A citizens group calling for a 250-year-old floodgate on the Yoshino River in Tokushima Prefecture to be protected plans to visit a 2,200-year-old weir in China in early September to help with their preservation activities, group members said Saturday.

The group envisions a trip of about five days centering on a tour to the Dujiangyan Irrigation System on the Minjiang River in Sichuan Province, guided by a Sichuan University professor, they said. The system is on the World Heritage list of the U.N. Educational, Scientific and Cultural Organization.

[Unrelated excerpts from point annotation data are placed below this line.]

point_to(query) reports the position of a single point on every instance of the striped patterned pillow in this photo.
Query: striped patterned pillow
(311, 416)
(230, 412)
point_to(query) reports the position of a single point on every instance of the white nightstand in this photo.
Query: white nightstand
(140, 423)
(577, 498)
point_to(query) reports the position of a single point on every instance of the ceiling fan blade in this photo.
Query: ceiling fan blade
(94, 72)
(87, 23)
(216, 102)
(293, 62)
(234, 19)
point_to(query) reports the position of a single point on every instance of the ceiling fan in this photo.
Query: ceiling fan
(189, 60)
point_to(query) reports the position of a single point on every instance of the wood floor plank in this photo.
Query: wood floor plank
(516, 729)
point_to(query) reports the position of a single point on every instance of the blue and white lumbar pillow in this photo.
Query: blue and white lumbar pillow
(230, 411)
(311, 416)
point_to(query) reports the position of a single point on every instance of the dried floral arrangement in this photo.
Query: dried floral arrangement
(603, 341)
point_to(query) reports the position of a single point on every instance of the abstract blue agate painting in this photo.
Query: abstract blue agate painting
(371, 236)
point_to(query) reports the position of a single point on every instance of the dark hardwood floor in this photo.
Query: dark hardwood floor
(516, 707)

Yoshinogawa Minna no Kai (The Yoshino River Association for All), a nonprofit organization recognized by the Tokushima Prefectural Government in May last year, will ask citizens and researchers to take part in the tour.

The project is designed to promote efforts to keep the conventional floodgate, called the No. 10 weir, in place for a further 1,000 years and follow the lead of the Dujiangyan system, which still irrigates fields and controls flooding, the members said.

The group comprises citizens opposed to a government plan to build a new weir on the river and advocates preserving the conventional rock weir, saying constructing a new floodgate would harm the environment.

In 1998, a Construction Ministry panel recommended replacing the weir, located 14 km from the mouth of the river, with a modern, sluice-door floodgate 1.2 km downstream.

But the central government dropped the 100 billion yen project after about 90 percent of Tokushima city residents who voted in a city referendum cast ballots against the project in January 2000.